Eruhaben’in uçup gitmesini boş boş izleyen Rosalyn, manada tüyler ürpertici bir dalgalanma hissedince başını çevirdi.

siyah ejderha

Minik Ejderhadan büyük miktarda siyah mana geliyordu.

Rosalyn kaşlarını çatmış Raon’un Eruhaben’e ve hatta Cale’e değil, yalnızca beyaz altın bariyere ve kara bulutlara odaklandığını görebiliyordu.

Raon’un ön patileri titriyordu. Ön patileri sallanmaya devam ederken Raon’un sesini duydu.

“…ben…ben…büyük ve güçlüyüm.”

Rosalyn bunu duyunca nedense neredeyse ağlayacaktı. Karşısındaki görüntü ve genç Ejderhanın sesi onu duygulandırıyordu.

Beyaz altın iplik.

Eruhaben’in Raon’a bağladığı beyaz altın ışığı gümüş bir renk boyamaya başladı.

Raon bir şeyi korumak istediğinde, kalkanını kullandığında ortaya çıkan renkti.

Beyaz altın bariyer yavaş yavaş gümüş rengine dönüyordu. Genç Dragon Raon, mevcut limitleriyle elinden gelenin en iyisini yapmak için çok çalışıyordu.

Rosalyn bunu gördüğünde hâlâ boş boş bakan grubun geri kalanına bağırdı.

“Raon-nim’i koruyun!”

Daha sonra emir vermeye başladı.

“Tüm uzun mesafeli saldırıları Beyaz Yıldız’a odaklayın! Eruhaben-nim’i destekleyin!”

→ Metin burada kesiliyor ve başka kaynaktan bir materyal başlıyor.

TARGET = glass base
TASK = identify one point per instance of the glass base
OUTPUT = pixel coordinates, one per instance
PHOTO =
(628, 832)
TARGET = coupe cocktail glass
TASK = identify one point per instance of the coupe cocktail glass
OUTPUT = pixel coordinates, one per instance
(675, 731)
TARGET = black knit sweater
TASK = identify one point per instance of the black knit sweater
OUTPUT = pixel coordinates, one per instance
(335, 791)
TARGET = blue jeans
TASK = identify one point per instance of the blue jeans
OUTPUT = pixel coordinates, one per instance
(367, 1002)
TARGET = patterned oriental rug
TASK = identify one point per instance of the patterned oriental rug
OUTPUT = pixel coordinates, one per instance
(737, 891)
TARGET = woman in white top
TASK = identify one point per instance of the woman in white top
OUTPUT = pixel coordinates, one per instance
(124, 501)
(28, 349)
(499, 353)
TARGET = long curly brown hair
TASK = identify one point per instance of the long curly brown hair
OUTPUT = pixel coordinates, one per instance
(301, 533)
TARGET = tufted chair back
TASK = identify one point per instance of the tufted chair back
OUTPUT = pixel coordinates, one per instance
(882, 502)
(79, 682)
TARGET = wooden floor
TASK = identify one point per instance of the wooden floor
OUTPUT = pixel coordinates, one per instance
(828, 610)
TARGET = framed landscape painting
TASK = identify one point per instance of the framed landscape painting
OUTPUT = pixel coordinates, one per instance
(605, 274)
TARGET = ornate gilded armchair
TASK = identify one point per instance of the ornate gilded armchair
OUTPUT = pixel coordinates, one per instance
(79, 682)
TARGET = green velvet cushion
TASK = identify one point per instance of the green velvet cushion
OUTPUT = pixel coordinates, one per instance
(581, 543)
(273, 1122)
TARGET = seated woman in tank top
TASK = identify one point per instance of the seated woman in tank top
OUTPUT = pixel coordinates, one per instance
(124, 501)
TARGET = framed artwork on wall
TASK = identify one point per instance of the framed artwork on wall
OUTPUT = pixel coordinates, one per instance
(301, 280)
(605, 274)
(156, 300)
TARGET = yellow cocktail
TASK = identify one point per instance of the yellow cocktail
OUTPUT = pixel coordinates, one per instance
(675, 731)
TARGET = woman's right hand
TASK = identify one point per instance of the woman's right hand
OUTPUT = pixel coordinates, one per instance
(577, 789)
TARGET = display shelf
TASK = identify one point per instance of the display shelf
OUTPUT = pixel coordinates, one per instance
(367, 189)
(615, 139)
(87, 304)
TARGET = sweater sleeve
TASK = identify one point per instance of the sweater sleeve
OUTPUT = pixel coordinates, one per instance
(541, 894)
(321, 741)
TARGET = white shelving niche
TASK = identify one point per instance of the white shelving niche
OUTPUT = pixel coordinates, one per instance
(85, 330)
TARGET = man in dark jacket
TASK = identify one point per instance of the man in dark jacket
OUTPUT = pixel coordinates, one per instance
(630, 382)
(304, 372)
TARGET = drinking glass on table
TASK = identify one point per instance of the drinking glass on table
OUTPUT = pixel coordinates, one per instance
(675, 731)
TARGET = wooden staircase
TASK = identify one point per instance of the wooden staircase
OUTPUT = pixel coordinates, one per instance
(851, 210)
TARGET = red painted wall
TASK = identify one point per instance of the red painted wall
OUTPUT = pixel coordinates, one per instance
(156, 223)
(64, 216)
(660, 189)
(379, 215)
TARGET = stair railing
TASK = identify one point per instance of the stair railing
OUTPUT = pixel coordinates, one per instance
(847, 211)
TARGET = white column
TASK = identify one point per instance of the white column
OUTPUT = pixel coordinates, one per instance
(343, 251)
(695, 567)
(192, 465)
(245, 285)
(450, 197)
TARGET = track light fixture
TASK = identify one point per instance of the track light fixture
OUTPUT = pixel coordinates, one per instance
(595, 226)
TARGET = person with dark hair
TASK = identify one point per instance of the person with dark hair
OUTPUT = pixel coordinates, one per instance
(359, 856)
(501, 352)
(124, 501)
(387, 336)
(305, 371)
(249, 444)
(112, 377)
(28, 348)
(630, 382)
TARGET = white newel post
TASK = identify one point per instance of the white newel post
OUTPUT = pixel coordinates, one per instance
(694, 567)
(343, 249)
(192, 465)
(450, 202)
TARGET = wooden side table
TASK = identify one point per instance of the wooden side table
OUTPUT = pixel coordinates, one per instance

Rosalyn’in elinden Beyaz Yıldız’a doğru bir ateş oku fırladı. Daha sonra Raon’un sağ tarafına geçti.

Choi Han, Raon’un sol tarafına geçmeden önce Beyaz Yıldız’a doğru bir aura saldırısı başlattı.

Hannah, Raon’un önündeyken Mary onun arkasına geçti.

Baaaaang! Baaaaang!

Ateş oku ve parlayan siyah aura, Beyaz Yıldız’a çarptı.

“…Gerçekten mi.”

Her iki saldırıya karşı su duvarını savunmak için kullanan Beyaz Yıldız, sıkıntısını gizleyemedi. Yüzünde, henüz Cale’e ulaşmamış olmanın verdiği yorgunluk ve öfke vardı.

“Cale, seni gerçekten korumak istiyor gibiler.”

Beyaz altın bariyerin dışında olan Cale, yüzünde sabırlı bir ifadeyle Beyaz Yıldız’a karşılık verdi.

“Yukarı.”

“…Hmm? Yukarı mı?”

Beyaz Yıldız’ın ifadesi, kafası karışmış bir şekilde yukarı bakıp elindeki kılıcı salladığında kısa sürede sertleşti.

Baaaaang!

Eruhaben ve Beyaz Yıldız bir kez daha karşı karşıya geldi. Bunu izleyen Cale, karşılık verirken omuzlarını silkti ve sırıttı.

“Aslında aşağıda, yukarı değil, seni lanet olası piç.”

Eruhaben, beyaz altın mızrağının ve ateş kılıcının diğer tarafında duran Beyaz Yıldız ile konuşmaya başladı.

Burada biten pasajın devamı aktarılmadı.